According to some embodiments, the mouthpiece defines a recessed portion that forms a flow inlet when the mouthpiece is inserted into the insertion opening of the housing.

According to some embodiments, the through hole of the mouthpiece opens in a recessed portion.

Due to this feature, a flow inlet can be easily formed by the space formed between the mouthpiece and the device body.

According to some embodiments, the device body defines an insertion opening on one of its ends suitable for receiving a portion of the aerosol-generating substrate;

When received within the insertion opening, the aerosol-generating substrate forms a portion that protrudes from the device body, and the protruding portion forms a mouthpiece.

Due to these features, some of the aerosol-generating substrates can be used as mouthpieces.

According to some embodiments, the flow inlet is positioned toward the vent of the aerosol-generating substrate.

Due to this feature, if the aerosol-generating substrate is provided with vents, these vents can be directed towards the flow inlet and thus exposed to fresh air.

According to some embodiments, the air flow path has an upstream portion extending from a flow inlet to a proximal end of the aerosol-generating substrate when the aerosol-generating substrate is inserted into the heating chamber, and from the proximal end through the aerosol-generating substrate to a flow outlet. Comprising an extending downstream portion;

Preferably, the upstream portion of the air flow path extends through the open end of the heating chamber.

Due to this feature, the air flow path can enter and exit by the same open end of the heating chamber. The heating chamber thus provides, in particular, an air-impermeable cup with only one open end.

According to some embodiments, at least a portion of the upstream portion of the air flow path extends out of the aerosol-generating substrate through the heating chamber.

Due to this feature, this part of the upstream part can conduct fresh air from the outside of the device, thereby reducing the surface temperature of the side wall.

According to some embodiments, the heating chamber extends along the device axis and has a rectangular cross-section having a pair of chamber side walls opposed to each other and a pair of chamber contact walls opposed to each other and intended to contact the substrate contact wall of the aerosol-generating substrate. Limit the shape.

Due to these features, the aerosol-generating substrate can be heated uniformly inside the heating chamber.

According to some embodiments, said portion of the upstream portion of the air flow path extends between at least one chamber side wall and the aerosol-generating substrate.

Due to this feature, fresh air can be conducted inside the heating chamber to the proximal end of the aerosol-generating substrate, and then from the proximal end into the interior of the substrate, without passing through the substrate. Therefore, at the inlet portion of the aerosol-generating substrate, the air is already preheated, and hot air can be uniformly injected into the substrate.

According to some embodiments, the sealed end of the heating chamber forms a transition between the upstream and downstream portions of the air flow path.
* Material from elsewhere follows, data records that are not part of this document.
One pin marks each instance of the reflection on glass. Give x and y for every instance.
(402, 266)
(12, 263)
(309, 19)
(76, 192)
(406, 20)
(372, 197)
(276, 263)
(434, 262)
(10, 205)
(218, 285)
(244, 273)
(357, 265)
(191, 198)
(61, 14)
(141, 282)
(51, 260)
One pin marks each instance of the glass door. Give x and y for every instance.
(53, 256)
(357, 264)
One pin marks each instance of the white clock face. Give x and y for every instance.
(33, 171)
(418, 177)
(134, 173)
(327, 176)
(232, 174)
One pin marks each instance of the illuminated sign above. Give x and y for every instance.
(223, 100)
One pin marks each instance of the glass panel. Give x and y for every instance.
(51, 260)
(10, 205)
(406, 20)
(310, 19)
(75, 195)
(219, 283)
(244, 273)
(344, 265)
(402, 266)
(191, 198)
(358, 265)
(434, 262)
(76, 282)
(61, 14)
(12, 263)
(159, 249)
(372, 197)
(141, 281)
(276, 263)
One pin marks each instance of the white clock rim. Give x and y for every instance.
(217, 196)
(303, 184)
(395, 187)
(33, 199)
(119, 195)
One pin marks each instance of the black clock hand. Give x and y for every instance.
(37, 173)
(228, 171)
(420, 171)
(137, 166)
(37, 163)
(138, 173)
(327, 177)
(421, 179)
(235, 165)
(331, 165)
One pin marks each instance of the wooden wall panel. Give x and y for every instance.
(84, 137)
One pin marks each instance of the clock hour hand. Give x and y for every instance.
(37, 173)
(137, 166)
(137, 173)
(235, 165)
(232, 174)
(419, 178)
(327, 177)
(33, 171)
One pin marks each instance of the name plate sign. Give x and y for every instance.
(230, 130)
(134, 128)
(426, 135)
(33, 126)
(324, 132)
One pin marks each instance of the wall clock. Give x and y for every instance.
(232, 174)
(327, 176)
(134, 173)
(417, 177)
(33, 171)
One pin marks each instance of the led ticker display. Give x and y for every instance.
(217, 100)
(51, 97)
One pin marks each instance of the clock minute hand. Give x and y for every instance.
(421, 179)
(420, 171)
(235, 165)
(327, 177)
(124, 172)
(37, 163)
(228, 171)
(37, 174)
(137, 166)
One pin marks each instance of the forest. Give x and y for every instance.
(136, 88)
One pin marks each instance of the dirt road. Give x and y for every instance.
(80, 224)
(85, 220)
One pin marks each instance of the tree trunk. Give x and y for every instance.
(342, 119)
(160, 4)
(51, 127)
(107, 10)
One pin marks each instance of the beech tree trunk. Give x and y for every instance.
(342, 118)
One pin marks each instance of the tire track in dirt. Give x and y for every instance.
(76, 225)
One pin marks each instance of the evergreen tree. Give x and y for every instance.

According to some embodiments, the sealing end defines stopping means that prevent contact of the proximal end of the aerosol-generating substrate with the distal wall of the heating chamber sealing it at the sealing end;

Preferably, the stop means is formed in the round shape of the distal wall or as a rib extending from the distal wall.

According to some embodiments, the sealing end defines stop means adapted to form a space between the sealing end and the side of the aerosol-generating substrate facing the sealing end when the aerosol-generating substrate is inserted into the heating chamber.

According to some embodiments, the air flow path includes a transition portion that extends into the interior of the space between the seal end and the side of the aerosol-generating substrate facing the seal end when the aerosol-generating substrate is inserted into the heating chamber. The transition portion may fluidly connect the upstream portion of the air flow path to the downstream portion. For example, the transition portion forms a turn in the flow direction between the upstream portion and the downstream portion, having an angle substantially equal to 180 degrees.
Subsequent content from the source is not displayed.